Enfin dans une troisième catégorie des médias algériens, les langues se délient pour décrire, témoignages à l’appui, ce qu'il s’est passé. Ainsi selon le site dzvid.com, «le général Wassini Bouazza, arrêté ce matin par les membres de la Direction centrale de la sécurité de l’armée (DCSA), est actuellement interrogé dans une caserne à Ben Aknoun, dans les bureaux de cette direction». Il se base ainsi sur le témoignage du journaliste Mohamed Sifaoui, qui ajoute qu’il lui est reproché «la mise en place d’un système d’écoutes contre de hauts responsables civils et militaires, dont Abdelmadjid Tebboune lui-même». Ce média ajoute que plusieurs autres officiers supérieurs, dont le général Abdelkader Lachkhem, puissant patron des transmissions au sein du ministère de la Défense, et de nombreux sous-officiers ont été arrêtés en même temps que Wassini Bouazza.
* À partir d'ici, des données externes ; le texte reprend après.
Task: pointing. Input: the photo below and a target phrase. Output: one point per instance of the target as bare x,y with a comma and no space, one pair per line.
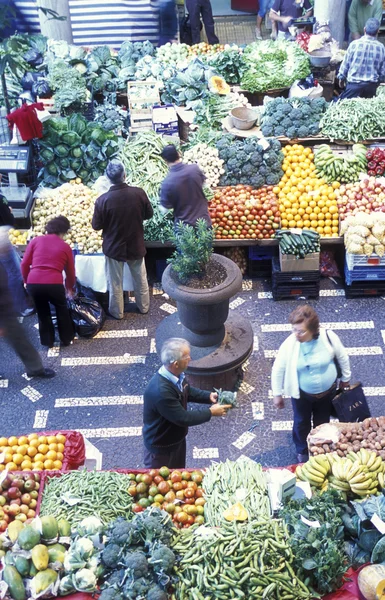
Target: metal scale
14,161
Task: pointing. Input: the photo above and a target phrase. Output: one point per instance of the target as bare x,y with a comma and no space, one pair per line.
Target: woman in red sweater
42,268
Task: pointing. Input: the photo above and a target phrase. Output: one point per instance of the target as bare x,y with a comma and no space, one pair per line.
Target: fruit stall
312,531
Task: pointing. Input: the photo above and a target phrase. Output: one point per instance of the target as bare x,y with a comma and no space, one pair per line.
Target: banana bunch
345,169
315,470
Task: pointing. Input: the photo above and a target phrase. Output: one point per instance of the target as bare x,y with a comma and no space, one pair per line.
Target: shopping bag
350,405
87,315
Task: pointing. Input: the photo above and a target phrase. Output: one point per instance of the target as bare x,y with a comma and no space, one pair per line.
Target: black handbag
350,405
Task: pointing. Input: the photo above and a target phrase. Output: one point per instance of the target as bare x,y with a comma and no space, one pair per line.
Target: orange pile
32,453
306,201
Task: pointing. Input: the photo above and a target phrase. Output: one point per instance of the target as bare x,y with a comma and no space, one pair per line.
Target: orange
32,451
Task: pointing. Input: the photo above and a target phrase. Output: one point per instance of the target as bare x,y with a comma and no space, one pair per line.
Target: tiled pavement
99,384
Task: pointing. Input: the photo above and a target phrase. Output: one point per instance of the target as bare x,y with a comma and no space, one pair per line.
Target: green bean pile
101,494
144,166
354,120
230,482
237,561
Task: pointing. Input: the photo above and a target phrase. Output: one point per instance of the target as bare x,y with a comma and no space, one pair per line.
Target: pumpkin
371,582
237,512
219,85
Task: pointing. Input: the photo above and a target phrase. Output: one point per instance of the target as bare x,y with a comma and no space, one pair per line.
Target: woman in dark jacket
42,267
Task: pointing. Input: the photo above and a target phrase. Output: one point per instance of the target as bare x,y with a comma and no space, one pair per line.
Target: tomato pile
177,492
240,212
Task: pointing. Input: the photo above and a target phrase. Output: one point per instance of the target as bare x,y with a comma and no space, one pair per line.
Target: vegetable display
271,65
345,168
235,481
354,120
364,233
299,243
213,563
306,202
240,212
365,196
177,492
250,161
73,147
75,201
292,118
370,434
79,494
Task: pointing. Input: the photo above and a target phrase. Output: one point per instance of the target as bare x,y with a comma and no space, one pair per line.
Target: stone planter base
213,366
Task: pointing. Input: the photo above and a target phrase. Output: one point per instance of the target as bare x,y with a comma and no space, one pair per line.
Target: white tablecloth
91,272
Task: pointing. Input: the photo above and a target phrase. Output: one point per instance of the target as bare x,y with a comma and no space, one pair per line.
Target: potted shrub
201,283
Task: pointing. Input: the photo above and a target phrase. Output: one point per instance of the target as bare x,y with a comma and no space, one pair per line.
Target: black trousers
43,294
16,337
359,90
175,458
196,8
304,408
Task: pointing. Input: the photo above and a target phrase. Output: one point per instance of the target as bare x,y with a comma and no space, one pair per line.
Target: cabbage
84,581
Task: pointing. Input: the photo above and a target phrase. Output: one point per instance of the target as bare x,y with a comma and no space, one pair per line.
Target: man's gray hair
172,350
115,172
372,26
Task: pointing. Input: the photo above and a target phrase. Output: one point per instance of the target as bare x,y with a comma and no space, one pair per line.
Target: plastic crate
361,260
364,274
259,268
360,289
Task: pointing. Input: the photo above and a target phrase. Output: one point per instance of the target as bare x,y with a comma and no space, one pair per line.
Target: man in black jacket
165,415
120,213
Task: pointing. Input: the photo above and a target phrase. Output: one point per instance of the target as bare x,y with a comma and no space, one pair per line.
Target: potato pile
76,202
369,434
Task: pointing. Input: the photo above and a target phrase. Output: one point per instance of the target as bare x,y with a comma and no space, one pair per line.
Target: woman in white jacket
305,369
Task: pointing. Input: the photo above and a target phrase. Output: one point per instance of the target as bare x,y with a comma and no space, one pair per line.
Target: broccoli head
156,593
111,556
162,560
111,593
137,563
136,589
303,131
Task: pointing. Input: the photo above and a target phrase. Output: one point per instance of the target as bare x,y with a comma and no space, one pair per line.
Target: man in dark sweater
182,189
165,415
120,213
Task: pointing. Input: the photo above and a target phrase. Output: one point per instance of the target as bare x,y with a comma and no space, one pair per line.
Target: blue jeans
304,408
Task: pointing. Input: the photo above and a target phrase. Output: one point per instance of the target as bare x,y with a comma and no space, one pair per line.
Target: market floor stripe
102,360
108,432
275,327
121,333
98,401
359,351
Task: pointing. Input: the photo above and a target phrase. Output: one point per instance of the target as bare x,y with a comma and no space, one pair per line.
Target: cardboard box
290,263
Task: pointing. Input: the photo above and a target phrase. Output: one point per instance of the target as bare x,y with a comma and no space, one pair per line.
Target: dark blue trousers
304,408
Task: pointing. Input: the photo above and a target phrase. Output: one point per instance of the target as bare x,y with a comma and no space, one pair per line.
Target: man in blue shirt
363,67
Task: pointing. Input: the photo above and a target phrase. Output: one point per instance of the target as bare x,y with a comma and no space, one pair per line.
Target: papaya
64,528
49,527
15,583
22,565
56,553
28,538
14,529
43,580
40,557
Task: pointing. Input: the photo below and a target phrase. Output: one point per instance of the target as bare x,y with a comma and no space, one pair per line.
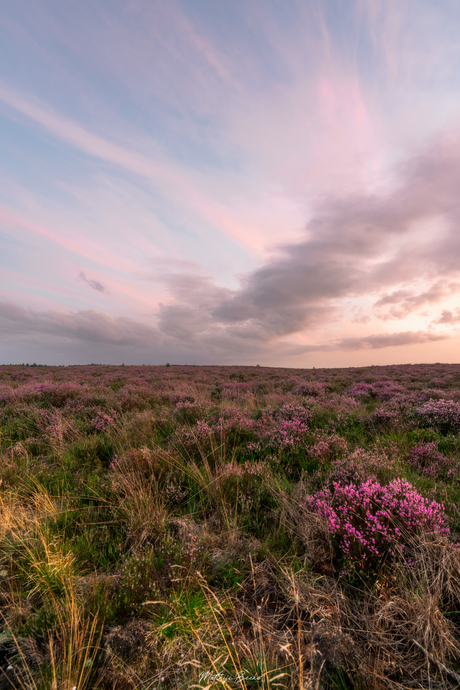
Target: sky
230,182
Pire, il y aurait eu une fusillade nourrie au moment des arrestations, fusillade qui aurait fait des morts et des blessés, selon la source de dzvid com. En effet, pour mener à bien la neutralisation de Wassini Bouazza et ses hommes, Saïd Chengrihaa a fait appel aux hommes de la Direction centrale de la sécurité de l'armée (renseignements militaires). Ce grave incident entre deux branches des services secrets algériens pourrait être le prélude à une purge d’autant plus violente que l’Algérie est aujourd’hui assise sur un baril de poudre: nouveau pouvoir sans légitimité, hirak, coronavirus, prix du pétrole au plus bas, armée plus que jamais divisée... Et des dossiers relevant du secret défense, entre les mains d’un autre pays.